8. In graduate school, I had a Pakistani friend who told me she loved poetry. She said that she didn’t know too much English-language poetry. But then she quoted to me some lines from John Donne that I remembered from my mother’s fat red paperback book, Four Metaphysical Poets. Her accent made the Donne sound strange and wonderful to me. We got together to share poetry from our respective traditions. She told me: “Give me a theme, and I’ll see if I can remember an Urdu poem on it.” “The impermanence of beauty,” I said. Her face lit up. “I do know a poem on that theme,” she said.

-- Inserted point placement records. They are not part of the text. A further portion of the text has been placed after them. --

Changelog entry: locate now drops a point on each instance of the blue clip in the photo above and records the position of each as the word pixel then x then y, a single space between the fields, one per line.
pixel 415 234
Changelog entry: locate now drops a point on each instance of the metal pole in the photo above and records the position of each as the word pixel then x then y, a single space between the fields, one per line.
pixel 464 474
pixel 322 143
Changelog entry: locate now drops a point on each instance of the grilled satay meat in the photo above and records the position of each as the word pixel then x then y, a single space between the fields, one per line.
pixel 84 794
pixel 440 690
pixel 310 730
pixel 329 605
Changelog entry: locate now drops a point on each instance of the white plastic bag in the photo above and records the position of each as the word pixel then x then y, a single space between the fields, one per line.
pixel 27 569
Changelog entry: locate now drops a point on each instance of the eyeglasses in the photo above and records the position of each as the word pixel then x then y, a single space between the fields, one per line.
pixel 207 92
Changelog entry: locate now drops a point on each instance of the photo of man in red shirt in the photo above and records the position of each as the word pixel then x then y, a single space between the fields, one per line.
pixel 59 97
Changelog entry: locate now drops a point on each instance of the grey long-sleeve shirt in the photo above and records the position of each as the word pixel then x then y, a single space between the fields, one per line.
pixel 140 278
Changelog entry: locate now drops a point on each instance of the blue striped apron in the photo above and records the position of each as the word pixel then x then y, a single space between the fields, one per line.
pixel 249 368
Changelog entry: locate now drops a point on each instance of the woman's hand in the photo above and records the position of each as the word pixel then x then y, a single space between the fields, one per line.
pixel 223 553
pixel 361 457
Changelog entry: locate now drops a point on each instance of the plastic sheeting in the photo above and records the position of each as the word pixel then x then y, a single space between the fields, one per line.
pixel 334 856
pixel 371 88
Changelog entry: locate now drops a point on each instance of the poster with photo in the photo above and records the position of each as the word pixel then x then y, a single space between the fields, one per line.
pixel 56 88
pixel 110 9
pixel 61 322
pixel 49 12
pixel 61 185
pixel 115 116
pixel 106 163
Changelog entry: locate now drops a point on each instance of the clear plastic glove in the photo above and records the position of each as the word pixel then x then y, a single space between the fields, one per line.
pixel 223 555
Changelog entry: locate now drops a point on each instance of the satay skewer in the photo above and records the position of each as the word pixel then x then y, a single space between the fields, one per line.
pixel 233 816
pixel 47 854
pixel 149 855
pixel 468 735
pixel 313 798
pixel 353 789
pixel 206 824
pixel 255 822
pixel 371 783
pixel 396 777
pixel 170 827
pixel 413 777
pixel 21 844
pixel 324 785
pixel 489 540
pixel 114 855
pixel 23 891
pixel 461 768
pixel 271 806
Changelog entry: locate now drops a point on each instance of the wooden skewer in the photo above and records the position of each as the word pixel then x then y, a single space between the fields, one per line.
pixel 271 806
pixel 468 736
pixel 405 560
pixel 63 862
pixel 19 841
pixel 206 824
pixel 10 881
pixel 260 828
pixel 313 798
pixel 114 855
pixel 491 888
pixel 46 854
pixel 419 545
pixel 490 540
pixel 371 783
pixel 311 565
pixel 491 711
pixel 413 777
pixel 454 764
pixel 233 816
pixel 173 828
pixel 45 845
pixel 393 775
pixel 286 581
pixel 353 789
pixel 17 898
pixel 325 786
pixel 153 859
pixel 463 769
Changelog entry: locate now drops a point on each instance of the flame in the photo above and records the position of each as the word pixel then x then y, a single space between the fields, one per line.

9. Even really good poets love the poetry of others. This must be true, because some of the best poems are written about poetry and poets. W.H. Auden’s “In Memory of W.B. Yeats,” for example. Lawrence Durrell wrote a beautiful poem about Horace, a poem that is scornful but affectionate. The same tone is taken by Ariana Reines in her poem “Permanent Water,” in which she describes reading Shakespeare’s sonnets. “Not all of them are great,” she says, and then “The permanent decrepitude of authors/Dying on the breast of fugitive beauty is a subject/I shall not transubstantiate. Basically it’s too/ Gay for me.” It’s funny because she’s perfectly right: male homoeroticism is at the center of the tradition in a way that female desire is not. But it takes a poet to put it really succinctly.
10. I don’t listen to a lot of music. I watch television, but after growing up without a TV, that feels like an addiction or a curiosity. I regularly suspect that my sentiments are out of line, and that worries me. The fact that I love poetry makes me feel more and less alienated. More alienated, because a lot of Americans don’t. Less alienated, because it’s a love I nevertheless share with people from all over the world, including some Americans. Looking back on the moments I’ve described, I don’t see them as incidental to my life at all. Rather they were times when I succeeded, more or less, against the odds, in communicating and feeling.